Lo que parecía una entradera de alto perfil pronto reveló otra dimensión.
La investigación, encabezada por la DDI Azul junto a la Sub DDI Tandil y la Fiscalía N°16, permitió identificar el vehículo utilizado por los delincuentes: un Chevrolet Astra bordó. El auto fue clave. Su rastreo, mediante cámaras de seguridad, registros viales y tareas de inteligencia, permitió reconstruir el recorrido de la banda.
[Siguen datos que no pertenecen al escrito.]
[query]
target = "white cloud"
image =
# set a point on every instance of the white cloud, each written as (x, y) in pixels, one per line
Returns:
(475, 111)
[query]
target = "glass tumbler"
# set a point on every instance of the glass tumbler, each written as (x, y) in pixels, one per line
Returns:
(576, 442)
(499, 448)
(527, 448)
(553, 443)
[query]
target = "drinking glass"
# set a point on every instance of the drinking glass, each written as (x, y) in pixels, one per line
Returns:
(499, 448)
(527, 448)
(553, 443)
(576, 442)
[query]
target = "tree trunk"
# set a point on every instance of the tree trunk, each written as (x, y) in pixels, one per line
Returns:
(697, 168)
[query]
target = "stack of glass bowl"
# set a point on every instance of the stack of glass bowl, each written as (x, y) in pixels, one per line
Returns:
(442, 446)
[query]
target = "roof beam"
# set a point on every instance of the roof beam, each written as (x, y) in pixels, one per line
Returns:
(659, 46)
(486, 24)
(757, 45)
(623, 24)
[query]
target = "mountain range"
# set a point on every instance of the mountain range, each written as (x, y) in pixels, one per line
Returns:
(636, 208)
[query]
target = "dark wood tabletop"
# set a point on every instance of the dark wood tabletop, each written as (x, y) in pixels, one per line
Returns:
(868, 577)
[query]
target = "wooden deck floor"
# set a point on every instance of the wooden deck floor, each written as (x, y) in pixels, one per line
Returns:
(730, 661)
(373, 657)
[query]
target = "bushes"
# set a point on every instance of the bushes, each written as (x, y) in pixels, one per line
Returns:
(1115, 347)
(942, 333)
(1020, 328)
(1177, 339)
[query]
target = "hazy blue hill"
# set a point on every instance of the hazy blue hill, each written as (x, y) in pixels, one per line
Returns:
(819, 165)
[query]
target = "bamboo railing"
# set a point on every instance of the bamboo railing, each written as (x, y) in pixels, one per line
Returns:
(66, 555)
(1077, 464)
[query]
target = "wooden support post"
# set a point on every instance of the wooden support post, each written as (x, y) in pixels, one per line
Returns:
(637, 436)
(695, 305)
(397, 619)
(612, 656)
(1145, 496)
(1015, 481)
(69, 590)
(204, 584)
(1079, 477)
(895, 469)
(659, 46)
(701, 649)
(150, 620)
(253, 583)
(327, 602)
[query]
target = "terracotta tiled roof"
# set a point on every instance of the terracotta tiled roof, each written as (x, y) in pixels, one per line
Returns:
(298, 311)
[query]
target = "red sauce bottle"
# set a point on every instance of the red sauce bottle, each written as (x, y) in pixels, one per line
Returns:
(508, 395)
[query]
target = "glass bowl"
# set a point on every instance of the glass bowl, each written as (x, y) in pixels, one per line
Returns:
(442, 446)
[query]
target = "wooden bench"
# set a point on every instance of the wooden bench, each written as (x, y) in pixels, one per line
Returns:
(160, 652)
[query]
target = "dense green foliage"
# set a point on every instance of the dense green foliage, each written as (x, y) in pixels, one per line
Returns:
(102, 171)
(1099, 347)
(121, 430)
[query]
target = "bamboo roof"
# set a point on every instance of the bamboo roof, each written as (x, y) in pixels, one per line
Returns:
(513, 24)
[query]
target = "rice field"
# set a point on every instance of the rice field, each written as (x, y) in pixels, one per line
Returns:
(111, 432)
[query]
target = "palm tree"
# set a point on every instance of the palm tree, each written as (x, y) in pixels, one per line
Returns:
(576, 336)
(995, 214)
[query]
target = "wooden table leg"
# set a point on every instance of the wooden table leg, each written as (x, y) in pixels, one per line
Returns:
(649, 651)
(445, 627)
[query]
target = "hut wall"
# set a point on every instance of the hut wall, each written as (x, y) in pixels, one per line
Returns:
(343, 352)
Pero el hallazgo más inquietante fue otro: dos de los principales sospechosos tenían alerta roja de Interpol y eran buscados por el Federal Bureau of Investigation (FBI) y por la Policía Militar de Chile.
El motivo: integrar una estructura criminal especializada en atacar viviendas de figuras del deporte internacional.
Según la acusación estadounidense, el grupo utilizaba una metodología sofisticada. Primero realizaban tareas de inteligencia: seguían a las víctimas, estudiaban sus movimientos, analizaban horarios y utilizaban imágenes aéreas para conocer accesos, patios y vías de escape. Esperaban el momento exacto.
En Argentina, la caída comenzó a concretarse esta semana. Primero fueron detenidos en la terminal de Retiro dos ciudadanos chilenos que intentaban abordar un micro rumbo a Posadas. Ambos tenían pedido de captura internacional. Después, en un operativo montado sobre la Ruta Nacional 7, fue detenido el sospechoso argentino cuando circulaba en un Fiat Cronos acompañado por otros dos ciudadanos chilenos.